Mais derrière cette conception très réductrice d’un ancien putschiste, se cache en réalité un mépris envers la légitimité par élections. C’est d’abord une conception du pouvoir qui contraste à celle des démocraties actuelles en général et celle de la majorité des burundais en particulier convaincus que ceux qui prennent le pouvoir démocratiquement ont tendance à l’exercer en respectant ses règles. Pourtant dans toute démocratie digne de soi, accéder au pouvoir doit passer obligatoirement par les urnes. Dès lors seules les prochaines élections viendraient sanctionner ce que l’on aurait fait du pouvoir.
Par ce raisonnement qui place au second rang l’accession au pouvoir par les élections, Il est évident que l’ancien putschiste récidiviste Pierre Buyoya est toujours dans la logique de légitimation des coups d’Etats et cela fait de lui quelqu’un de potentiellement dangereux pour le processus démocratique au Burundi et même dans la région. Mais le plus inquiétant encore est que cette vision d’un ancien dictateur (encore influent) est encore présente chez certains burundais qui ont vu leur espoir de retour au pouvoir s’effacer par l’avènement des élections. Dans son ouvrage intitulé « DEMOCRATIE A L’EPREUVE « , l’ancien ministre des relations extérieures et de la coopération internationale du Burundi (2011-2015) Ambassadeur Laurent KAVAKURE y expose comment le Burundi se bat tant bien que mal pour solidifier sa démocratie mais que ce combat n’est pas gagné d’avance vu le profil complexe des acteurs mais surtout de ceux qui sont très hostiles au concept « démocratie ».

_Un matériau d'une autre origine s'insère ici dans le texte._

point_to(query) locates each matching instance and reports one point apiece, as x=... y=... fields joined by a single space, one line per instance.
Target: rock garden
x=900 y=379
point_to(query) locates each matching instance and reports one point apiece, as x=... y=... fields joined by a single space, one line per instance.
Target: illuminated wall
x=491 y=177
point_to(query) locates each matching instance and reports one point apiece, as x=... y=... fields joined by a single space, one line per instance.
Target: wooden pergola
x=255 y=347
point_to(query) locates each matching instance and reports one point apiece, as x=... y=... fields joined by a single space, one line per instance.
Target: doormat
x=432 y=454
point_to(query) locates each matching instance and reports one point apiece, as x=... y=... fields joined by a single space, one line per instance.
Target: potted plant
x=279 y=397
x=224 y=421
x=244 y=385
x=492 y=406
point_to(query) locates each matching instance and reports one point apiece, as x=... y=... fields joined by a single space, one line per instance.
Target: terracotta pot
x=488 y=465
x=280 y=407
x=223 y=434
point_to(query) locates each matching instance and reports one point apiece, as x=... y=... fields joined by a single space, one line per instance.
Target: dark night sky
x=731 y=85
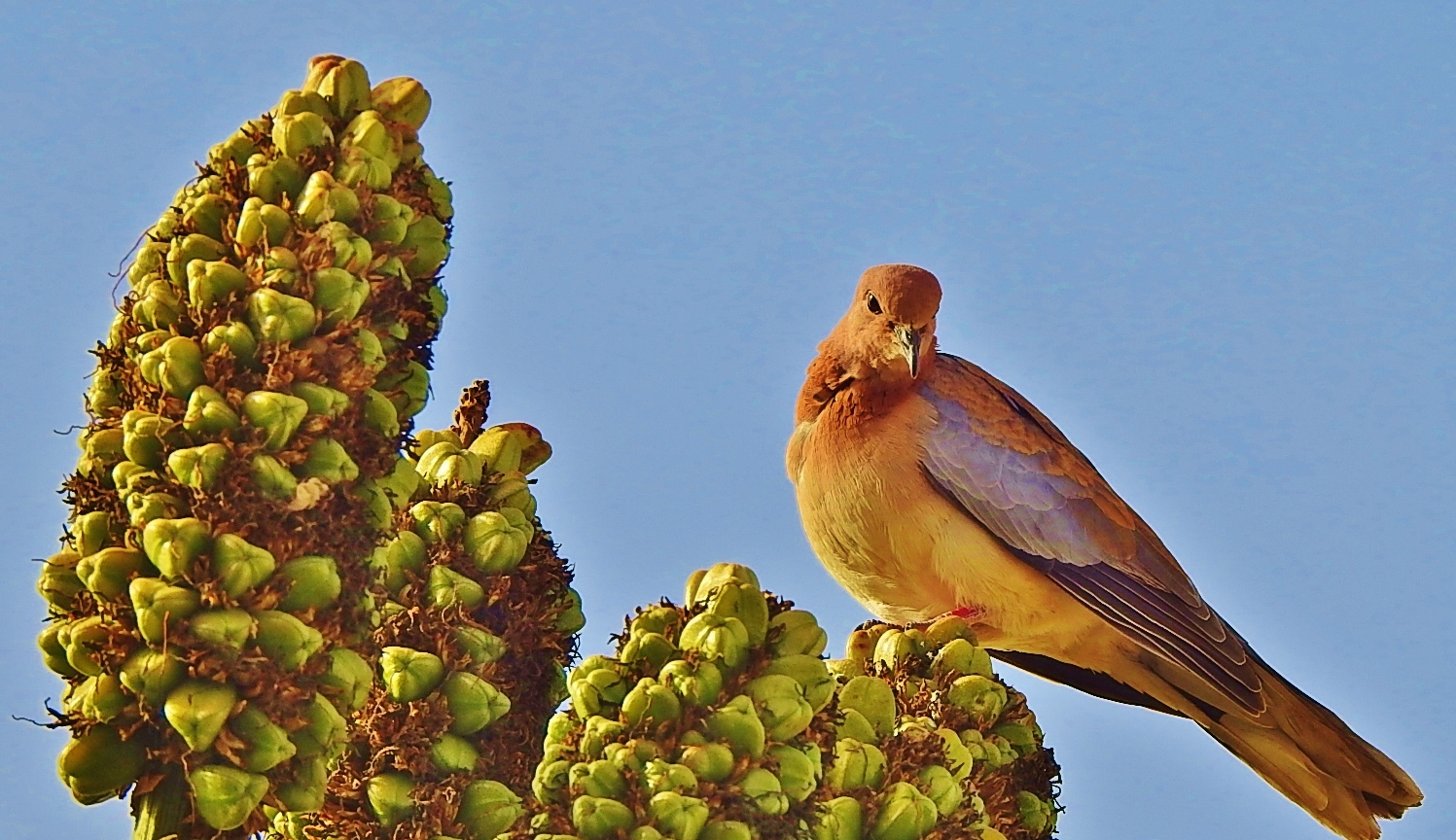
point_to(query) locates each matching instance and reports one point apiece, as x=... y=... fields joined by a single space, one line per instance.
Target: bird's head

En définitive, les burundais ne devraient pas avoir peur. Toutes les tentatives de déstabilisation par cette minorité radicale ou leurs marionnettes n’ont jamais abouti. Elles ont au contraire abouti systématiquement aux échecs cuisants et à l’affaiblissement de ces dernières. Mais il ne faut pas non plus perdre de vue le degré de nuisance que (peux)représente(r) cet ancien dictateur et son réseau. S’il veut sereinement tenir le cap du processus démocratique, le pouvoir actuel doit rester très prudent envers ce putschiste condamné/visé par un mandat d’arrêt international et qui ne manquerait aucune occasion pour intenter ou soutenir tout ce qui lui permettrait d’assurer son impunité.